What makes you come alive? I mean truly feel alive? Is it the feeling of sand between your toes as the vast and mysterious ocean crashes upon the shore just beyond your reach? Do you feel alive laying on the cool grass in silence as you watch the stars dance in the skies? Does your heart rejoice when you hear the pure joy in the laugher of children as they run from you in an impromptu game of hide and seek? Does your heart skip a beat upon hearing the forlorn melodies of a symphony as the marriage of sweet notes crash upon your soul, moving you to tears? Or is it upon hearing the indescribable and unmistakable voice of God in your dealings that surrounds your heart like a blanket knit with threads of security and peace?

We go far too long without moments like these. As a child, when I would feel overwhelmed I would just run away. I'd run to the forest where no one would find me. I didn't have a cell phone and I didn't care. I would take off my shoes and run off the beaten path. I would chase the songs of birds, dance in the rain, wade into peaceful lakes, climb the tallest trees and find so much peace that I vowed in my heart never to return home again. Those were the moments that I felt truly alive. 

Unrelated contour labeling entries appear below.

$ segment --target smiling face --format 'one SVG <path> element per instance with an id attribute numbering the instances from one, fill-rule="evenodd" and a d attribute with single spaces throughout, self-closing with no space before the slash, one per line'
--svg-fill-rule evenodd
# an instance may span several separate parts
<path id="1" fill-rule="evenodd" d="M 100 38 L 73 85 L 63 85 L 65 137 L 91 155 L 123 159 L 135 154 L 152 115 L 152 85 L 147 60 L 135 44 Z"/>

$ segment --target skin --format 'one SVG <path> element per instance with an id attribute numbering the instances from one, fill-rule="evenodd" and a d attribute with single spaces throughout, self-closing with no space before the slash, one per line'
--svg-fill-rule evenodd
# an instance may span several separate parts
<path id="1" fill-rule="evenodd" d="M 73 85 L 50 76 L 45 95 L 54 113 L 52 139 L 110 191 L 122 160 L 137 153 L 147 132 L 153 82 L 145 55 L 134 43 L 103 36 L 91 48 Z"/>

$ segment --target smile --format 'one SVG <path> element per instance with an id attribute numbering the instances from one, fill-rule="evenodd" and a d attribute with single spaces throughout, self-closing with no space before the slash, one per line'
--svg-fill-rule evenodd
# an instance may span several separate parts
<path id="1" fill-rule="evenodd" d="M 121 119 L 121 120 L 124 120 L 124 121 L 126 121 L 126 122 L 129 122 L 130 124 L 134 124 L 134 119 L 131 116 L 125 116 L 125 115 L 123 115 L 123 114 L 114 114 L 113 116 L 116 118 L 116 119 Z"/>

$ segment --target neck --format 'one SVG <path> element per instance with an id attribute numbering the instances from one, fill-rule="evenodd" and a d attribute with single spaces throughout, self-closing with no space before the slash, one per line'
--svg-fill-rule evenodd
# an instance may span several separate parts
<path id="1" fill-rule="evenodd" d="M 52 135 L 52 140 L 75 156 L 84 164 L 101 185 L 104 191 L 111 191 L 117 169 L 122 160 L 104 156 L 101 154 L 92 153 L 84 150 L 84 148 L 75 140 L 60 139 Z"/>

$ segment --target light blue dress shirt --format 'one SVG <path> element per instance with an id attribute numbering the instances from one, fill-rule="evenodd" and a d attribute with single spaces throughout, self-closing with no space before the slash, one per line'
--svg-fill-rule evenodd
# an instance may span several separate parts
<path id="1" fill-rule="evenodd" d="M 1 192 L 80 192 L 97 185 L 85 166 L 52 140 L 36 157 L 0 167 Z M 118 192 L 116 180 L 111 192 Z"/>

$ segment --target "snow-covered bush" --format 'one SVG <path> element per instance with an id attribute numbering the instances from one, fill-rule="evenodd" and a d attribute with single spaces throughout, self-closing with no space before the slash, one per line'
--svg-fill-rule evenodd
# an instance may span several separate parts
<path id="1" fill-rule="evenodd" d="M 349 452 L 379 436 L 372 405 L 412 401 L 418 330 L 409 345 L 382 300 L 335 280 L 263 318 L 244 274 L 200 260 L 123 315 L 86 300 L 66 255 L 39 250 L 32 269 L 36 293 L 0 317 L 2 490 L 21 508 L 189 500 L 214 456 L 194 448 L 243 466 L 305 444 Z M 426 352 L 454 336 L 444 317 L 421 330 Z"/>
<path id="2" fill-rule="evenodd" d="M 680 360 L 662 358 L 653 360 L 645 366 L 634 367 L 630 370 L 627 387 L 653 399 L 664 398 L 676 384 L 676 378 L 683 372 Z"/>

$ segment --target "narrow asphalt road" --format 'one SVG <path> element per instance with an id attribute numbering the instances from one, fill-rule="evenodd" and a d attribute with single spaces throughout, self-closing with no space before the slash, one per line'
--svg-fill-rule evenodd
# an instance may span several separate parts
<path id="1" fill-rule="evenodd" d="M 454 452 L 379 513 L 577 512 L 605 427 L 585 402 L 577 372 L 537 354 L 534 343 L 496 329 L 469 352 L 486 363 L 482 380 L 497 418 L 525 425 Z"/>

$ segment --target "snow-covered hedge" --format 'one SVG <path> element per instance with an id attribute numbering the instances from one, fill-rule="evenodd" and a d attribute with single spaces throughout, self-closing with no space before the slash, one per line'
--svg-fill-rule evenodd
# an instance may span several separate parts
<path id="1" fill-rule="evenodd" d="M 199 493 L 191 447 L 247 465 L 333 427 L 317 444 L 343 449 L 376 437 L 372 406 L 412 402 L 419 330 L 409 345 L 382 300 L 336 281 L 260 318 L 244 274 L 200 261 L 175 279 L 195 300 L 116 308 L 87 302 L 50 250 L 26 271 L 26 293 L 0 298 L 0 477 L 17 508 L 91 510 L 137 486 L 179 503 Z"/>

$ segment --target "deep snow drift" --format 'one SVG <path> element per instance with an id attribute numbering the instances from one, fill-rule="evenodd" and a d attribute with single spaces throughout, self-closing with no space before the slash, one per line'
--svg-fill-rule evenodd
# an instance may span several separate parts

I don't always have the luxuries of significant moments of rest that I once had. Peace is sometimes elusive and equated to sitting alone a little longer in the car to sing along to a favorite song, or stopping to smell the candles at Target letting the fragrances take me away. I constantly crave the ocean, constantly crave more peace, yet I make few attempts to just get away. So few that when I finally do, I'm so numb to life that I have a hard time unwinding enough to enjoy them. 

It's time for us to come alive again. To make moments of peace and joy common practices in our lives.  The frigid winds of winter are on their way and they beckon your heart to remember the seasons. To seek out the changing of the leaves. To become aware of the fleeting seasons of your own life and the ebbs and flows that they bring. It's time to make them count! It's time to give yourself permission to seek joy and to share that joy with others. It's time to unwind your heart and truly forgive those with whom you have been estranged. To forgive yourself. To cultivate true love again. To dance. To dream again. To pick up that paintbrush. To put down excuses. 

I encourage you this week to find what moves you. Focus on that passion at least once this week. Remember who you truly are, or get to know yourself for the first time. Don't be afraid. Come Alive.